By: Jack @ 9:03 PM – Filed under: Management & Workplace Culture

Alexander Hamilton by Ron Chernow, Penguin, 832 pages, Hardcover, April 2004, ISBN 1594200092
Its a stretch, I know. Picking a historical biography as a Jack Covert Selects. But Im doing it anyway. Alexander Hamilton is already a bestseller. And of course Ron Chernow writes superbly, enlightening us with so much detail that it makes this book hard to put down from any perspective, whether it be historical, economical or political. I like it because Alexander Hamilton wasnt just one of the founding fathers of America. He was the founding father with a difference. Controversial. Visionary. He was also a great businessman. A blueprint of a man all businesspeople should study. The book describes it much better than I can:
When it came to the parallel economic upheavals of the period - the industrial revolution, the expansion of global trade, the growth of banks and stock exchanges Hamilton was an American prophet without peer.
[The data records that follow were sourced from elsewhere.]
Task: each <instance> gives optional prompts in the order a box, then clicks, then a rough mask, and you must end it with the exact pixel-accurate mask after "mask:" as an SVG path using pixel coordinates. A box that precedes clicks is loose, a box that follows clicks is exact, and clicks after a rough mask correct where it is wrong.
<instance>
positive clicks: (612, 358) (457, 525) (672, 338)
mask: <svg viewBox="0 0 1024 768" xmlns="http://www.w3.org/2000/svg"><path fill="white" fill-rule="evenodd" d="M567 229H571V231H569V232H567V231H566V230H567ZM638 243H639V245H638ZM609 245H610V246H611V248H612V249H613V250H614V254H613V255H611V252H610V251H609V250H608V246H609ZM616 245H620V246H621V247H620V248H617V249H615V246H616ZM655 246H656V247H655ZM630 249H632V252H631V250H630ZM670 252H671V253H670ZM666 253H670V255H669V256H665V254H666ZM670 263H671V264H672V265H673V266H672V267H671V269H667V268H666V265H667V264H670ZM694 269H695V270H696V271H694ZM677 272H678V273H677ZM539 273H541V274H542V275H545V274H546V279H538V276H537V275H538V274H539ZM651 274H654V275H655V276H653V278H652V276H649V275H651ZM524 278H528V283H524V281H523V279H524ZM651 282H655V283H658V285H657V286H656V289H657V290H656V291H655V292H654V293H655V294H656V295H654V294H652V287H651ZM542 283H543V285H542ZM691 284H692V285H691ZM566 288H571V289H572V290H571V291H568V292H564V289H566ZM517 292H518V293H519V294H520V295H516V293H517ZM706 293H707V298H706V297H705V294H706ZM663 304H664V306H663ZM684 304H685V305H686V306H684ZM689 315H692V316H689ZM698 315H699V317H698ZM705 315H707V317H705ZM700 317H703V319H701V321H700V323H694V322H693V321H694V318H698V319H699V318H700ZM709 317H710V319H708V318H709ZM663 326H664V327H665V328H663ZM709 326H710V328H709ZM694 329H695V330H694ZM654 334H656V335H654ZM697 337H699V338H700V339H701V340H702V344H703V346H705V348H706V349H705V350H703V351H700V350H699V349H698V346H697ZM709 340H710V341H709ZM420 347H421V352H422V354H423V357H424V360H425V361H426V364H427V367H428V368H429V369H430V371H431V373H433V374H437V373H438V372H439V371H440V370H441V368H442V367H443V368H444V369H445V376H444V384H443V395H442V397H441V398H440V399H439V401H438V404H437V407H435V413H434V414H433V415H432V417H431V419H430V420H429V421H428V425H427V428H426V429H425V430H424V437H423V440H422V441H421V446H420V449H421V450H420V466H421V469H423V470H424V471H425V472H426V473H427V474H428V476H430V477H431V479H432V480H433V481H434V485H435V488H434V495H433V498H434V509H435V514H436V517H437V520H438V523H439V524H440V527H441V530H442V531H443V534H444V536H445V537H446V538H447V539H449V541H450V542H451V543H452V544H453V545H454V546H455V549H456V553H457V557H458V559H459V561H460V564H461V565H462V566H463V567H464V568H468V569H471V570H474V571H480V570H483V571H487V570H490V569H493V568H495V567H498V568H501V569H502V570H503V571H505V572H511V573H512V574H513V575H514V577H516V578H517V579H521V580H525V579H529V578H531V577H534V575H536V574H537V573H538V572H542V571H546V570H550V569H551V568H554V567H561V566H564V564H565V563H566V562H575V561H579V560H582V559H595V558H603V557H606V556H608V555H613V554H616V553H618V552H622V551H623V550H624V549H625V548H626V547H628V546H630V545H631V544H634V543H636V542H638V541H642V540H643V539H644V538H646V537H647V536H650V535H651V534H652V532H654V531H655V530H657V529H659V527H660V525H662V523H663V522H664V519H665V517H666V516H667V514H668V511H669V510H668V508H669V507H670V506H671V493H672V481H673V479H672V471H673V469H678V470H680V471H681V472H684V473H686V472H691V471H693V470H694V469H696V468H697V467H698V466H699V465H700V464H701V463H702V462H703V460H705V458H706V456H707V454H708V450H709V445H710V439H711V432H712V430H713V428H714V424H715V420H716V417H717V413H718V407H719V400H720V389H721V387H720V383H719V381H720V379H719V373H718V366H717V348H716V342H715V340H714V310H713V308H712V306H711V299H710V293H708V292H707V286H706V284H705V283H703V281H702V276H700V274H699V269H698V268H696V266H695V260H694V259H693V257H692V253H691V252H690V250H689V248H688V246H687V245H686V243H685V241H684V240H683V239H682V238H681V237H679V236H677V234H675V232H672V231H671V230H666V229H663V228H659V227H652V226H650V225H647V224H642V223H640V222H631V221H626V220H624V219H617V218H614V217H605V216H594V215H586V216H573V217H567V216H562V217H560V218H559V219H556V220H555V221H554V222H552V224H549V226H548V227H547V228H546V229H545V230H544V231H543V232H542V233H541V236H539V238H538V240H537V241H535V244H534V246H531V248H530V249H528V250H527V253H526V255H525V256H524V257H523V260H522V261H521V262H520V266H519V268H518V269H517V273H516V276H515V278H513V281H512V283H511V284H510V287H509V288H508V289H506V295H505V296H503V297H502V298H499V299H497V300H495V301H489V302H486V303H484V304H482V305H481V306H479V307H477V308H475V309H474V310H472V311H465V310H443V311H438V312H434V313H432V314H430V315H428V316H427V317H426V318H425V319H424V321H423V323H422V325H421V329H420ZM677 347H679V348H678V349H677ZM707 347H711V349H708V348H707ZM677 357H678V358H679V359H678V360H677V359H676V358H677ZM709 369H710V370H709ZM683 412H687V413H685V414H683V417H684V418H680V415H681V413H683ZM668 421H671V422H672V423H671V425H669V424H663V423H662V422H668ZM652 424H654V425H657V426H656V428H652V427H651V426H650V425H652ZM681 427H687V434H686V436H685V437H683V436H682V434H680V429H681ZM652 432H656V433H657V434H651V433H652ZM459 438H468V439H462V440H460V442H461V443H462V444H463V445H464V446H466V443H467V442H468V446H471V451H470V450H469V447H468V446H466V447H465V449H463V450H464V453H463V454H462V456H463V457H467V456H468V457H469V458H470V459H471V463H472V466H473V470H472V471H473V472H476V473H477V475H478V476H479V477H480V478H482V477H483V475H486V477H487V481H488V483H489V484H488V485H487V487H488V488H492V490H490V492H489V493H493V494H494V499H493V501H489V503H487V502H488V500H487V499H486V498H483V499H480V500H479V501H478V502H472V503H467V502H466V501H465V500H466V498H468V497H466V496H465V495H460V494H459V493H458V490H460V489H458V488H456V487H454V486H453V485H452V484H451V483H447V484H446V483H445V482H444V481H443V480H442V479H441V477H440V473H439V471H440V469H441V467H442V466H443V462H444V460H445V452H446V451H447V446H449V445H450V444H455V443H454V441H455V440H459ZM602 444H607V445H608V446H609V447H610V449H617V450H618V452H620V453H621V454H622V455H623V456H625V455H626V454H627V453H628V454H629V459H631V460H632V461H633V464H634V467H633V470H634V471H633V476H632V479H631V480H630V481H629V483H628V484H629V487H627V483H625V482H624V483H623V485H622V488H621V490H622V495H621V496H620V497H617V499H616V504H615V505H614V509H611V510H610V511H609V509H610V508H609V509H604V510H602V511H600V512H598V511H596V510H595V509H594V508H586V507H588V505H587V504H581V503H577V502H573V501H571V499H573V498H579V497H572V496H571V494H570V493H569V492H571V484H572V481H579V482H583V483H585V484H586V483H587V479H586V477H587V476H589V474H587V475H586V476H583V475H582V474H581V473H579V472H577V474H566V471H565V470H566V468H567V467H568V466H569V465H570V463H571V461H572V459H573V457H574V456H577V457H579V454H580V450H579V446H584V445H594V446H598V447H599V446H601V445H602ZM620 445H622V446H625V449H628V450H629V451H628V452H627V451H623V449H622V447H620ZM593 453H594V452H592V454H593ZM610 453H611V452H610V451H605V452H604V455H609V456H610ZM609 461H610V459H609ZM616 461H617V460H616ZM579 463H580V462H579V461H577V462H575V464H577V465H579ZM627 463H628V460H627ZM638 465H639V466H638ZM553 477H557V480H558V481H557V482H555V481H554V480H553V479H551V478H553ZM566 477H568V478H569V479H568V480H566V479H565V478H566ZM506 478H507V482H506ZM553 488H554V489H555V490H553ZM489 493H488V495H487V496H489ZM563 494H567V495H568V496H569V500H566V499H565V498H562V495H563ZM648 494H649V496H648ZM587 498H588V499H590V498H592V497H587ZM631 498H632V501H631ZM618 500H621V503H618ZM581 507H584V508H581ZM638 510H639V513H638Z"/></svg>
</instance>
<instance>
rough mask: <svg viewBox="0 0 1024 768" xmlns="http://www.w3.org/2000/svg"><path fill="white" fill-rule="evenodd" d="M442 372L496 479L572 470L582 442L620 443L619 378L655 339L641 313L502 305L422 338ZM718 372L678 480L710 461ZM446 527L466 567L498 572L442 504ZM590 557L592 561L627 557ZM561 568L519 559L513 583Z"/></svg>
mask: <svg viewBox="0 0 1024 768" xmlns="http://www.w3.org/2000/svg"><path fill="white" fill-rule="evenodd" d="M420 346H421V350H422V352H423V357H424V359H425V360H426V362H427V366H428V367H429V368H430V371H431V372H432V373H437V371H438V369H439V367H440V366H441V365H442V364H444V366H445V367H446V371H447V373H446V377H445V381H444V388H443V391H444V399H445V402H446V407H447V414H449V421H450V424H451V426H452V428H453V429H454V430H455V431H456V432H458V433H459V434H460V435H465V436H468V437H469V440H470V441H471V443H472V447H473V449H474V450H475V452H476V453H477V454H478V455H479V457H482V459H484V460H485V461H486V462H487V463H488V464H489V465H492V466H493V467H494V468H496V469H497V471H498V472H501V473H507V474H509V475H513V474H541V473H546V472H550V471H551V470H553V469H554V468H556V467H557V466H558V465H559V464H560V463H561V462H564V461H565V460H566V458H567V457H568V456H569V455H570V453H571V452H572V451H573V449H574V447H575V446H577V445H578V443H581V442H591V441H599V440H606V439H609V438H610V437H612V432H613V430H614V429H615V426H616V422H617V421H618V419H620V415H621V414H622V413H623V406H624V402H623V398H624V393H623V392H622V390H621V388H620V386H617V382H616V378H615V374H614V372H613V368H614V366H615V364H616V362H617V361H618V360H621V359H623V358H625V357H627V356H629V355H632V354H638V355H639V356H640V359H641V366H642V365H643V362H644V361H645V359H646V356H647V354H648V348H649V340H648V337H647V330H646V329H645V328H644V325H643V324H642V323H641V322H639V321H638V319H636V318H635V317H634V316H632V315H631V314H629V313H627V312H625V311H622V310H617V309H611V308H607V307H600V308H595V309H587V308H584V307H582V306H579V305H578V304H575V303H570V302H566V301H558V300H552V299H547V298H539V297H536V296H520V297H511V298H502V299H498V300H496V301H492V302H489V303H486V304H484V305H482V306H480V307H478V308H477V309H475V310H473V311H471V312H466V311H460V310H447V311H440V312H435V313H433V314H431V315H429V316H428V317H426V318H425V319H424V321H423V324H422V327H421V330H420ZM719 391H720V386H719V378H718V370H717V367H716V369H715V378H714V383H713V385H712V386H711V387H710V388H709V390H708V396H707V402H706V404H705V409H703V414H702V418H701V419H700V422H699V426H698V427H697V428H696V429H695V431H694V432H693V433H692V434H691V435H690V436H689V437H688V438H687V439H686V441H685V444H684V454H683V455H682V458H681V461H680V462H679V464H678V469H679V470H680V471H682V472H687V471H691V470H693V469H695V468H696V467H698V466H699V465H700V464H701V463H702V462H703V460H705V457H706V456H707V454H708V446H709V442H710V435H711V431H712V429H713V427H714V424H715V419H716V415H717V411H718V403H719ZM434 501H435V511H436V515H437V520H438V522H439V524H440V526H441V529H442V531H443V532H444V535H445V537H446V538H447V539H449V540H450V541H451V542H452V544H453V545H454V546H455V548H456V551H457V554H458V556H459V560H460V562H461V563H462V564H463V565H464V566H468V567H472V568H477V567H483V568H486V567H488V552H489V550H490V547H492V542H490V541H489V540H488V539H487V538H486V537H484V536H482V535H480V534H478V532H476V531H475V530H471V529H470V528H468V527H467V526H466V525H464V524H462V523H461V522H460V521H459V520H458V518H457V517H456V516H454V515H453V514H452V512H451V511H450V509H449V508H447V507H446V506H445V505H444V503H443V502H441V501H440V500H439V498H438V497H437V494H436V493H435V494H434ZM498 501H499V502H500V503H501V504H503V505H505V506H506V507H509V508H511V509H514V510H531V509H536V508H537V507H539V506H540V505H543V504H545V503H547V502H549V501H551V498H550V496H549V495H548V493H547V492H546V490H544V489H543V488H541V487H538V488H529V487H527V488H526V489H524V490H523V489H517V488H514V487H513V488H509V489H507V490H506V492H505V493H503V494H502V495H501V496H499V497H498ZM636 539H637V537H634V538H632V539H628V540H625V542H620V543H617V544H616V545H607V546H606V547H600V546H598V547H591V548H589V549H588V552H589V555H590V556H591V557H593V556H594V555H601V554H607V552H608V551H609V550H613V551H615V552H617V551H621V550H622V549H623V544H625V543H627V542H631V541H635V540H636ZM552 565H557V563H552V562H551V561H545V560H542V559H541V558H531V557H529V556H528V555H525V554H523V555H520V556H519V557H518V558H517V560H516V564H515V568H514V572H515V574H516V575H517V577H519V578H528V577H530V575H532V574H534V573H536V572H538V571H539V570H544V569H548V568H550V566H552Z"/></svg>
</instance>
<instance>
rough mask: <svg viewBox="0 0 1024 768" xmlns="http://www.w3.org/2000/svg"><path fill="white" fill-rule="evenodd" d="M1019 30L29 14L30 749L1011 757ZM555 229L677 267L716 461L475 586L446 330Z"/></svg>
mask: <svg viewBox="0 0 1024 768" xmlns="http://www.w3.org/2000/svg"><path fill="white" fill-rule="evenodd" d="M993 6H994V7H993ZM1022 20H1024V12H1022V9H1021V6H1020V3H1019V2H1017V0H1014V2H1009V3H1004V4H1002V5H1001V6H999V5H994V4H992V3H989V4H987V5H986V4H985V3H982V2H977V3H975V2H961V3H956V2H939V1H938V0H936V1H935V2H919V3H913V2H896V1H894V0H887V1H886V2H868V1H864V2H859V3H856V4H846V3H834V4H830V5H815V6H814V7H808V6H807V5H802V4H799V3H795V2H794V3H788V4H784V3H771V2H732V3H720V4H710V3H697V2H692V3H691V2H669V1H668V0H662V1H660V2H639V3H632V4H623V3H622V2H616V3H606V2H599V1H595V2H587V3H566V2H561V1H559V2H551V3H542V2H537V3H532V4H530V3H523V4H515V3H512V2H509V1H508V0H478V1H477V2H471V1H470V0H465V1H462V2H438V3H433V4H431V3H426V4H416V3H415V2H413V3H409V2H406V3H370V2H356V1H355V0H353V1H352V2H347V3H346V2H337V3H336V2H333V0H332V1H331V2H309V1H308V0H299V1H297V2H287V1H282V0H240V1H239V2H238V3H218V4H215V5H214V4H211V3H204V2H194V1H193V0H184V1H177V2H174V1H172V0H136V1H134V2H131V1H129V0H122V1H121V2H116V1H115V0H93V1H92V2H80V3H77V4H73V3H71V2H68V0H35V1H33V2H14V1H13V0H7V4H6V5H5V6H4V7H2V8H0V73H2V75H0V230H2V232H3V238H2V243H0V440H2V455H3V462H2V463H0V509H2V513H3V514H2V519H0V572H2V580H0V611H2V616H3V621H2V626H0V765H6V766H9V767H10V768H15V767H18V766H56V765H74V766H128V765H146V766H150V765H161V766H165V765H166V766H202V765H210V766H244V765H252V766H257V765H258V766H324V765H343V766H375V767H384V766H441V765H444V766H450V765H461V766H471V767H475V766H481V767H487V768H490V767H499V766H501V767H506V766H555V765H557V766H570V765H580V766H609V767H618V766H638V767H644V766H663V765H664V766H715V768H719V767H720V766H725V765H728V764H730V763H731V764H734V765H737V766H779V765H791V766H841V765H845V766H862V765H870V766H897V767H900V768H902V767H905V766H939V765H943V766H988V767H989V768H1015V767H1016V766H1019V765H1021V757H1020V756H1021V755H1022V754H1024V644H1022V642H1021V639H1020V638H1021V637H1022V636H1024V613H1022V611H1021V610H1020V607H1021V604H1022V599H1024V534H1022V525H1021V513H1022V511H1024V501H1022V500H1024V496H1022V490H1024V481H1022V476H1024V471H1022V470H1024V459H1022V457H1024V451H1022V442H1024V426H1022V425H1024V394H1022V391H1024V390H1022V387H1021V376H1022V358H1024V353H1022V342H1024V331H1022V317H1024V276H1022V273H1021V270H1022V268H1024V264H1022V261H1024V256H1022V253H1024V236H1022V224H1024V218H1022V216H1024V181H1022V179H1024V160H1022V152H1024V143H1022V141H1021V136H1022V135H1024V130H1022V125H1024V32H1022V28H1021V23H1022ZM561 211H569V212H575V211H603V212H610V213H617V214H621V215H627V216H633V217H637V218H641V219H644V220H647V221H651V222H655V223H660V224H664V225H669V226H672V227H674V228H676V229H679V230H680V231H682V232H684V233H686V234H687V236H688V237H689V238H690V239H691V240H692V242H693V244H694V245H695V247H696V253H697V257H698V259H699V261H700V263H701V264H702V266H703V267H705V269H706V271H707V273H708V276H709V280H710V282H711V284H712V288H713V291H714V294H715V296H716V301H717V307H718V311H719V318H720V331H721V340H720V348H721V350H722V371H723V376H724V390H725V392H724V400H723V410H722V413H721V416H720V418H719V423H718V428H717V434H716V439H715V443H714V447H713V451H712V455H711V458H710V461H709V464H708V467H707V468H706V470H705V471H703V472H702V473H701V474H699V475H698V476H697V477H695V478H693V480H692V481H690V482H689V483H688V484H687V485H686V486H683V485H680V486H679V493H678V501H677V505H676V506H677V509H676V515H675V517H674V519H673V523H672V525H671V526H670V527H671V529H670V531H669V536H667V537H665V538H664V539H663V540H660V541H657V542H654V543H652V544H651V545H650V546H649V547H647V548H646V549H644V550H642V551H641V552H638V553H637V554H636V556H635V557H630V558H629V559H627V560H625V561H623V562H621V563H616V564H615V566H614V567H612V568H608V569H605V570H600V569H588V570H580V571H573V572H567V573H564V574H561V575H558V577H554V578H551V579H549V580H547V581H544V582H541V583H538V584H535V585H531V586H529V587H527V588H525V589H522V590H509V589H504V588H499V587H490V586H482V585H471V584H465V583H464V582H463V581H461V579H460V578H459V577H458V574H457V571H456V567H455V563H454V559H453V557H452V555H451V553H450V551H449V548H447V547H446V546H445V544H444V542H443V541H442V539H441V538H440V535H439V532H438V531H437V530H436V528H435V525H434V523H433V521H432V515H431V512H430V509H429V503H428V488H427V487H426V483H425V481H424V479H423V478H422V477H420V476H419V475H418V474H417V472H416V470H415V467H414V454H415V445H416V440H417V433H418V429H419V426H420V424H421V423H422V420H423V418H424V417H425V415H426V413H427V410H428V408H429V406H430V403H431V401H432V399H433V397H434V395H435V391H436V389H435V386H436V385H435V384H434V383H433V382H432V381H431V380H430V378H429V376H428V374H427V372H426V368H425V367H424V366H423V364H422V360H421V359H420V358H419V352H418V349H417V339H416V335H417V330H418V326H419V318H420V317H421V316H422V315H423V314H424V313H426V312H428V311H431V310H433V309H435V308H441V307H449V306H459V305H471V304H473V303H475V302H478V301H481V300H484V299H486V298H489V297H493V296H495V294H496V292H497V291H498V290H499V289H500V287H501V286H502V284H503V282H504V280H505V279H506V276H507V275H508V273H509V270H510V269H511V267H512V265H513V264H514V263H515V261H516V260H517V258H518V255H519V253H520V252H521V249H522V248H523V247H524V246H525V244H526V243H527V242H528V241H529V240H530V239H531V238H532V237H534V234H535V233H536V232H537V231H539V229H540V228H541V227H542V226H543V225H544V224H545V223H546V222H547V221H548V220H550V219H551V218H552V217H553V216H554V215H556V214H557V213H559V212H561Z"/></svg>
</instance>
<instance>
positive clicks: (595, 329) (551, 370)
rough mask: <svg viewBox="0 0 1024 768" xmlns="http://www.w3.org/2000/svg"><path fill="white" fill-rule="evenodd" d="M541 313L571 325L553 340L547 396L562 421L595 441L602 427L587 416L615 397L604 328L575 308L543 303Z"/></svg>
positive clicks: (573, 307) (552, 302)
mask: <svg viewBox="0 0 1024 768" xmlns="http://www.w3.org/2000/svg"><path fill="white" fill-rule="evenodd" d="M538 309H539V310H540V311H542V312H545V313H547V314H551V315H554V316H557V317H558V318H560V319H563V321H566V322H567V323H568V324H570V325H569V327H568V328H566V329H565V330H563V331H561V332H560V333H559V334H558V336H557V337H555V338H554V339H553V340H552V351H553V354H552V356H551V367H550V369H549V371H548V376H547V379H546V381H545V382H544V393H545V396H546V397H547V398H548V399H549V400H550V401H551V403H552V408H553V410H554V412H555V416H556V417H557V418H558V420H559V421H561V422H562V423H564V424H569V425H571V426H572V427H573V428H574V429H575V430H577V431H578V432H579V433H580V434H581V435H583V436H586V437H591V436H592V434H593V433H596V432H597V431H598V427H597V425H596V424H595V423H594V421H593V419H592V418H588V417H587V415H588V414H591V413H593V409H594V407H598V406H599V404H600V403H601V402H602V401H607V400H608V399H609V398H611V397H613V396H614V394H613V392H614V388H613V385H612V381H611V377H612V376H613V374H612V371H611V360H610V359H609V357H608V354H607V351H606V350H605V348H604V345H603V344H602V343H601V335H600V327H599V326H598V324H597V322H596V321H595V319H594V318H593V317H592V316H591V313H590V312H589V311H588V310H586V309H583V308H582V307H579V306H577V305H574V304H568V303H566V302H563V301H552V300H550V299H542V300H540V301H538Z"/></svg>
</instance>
Although faced with many adversities, he was an excellent businessman who made the right choices. And even when he didnt, he took misfortune in his stride and recovered quickly. He might not have been president, but he was the founder and chief advocate for the market economy, and the first treasure secretary.
From a business book perspective, we can learn so much from him. He led a life of passion, which is clearly demonstrated in his economic endeavors. So many things that Alexander Hamilton did centuries ago still applies today. I want to share them with you as reminders and as homage to him:
  • He understood the importance of technology. When most people were focused on agriculture, he saw the need for industrialization. This inevitably led to the American Revolution.
  • Alexander Hamilton was willing to learn: The scientific revolution in Europe encouraged him to make the same changes in America. He actively recruited the specialists for several industries, like the cotton and textile industry, himself.
  • Believe in yourself. His ideas got shot down all the time, but he just kept on trying different ways to see his plans come to fruition.
  • Honor and fortitude. Hamilton didnt use his influence to bail out a friend who was in financial ruins due to a stock market crash, but rather told him to act with honor and fortitude. Enough said.

Lets all raise our glasses to Alexander Hamilton. What a guy! And what a book.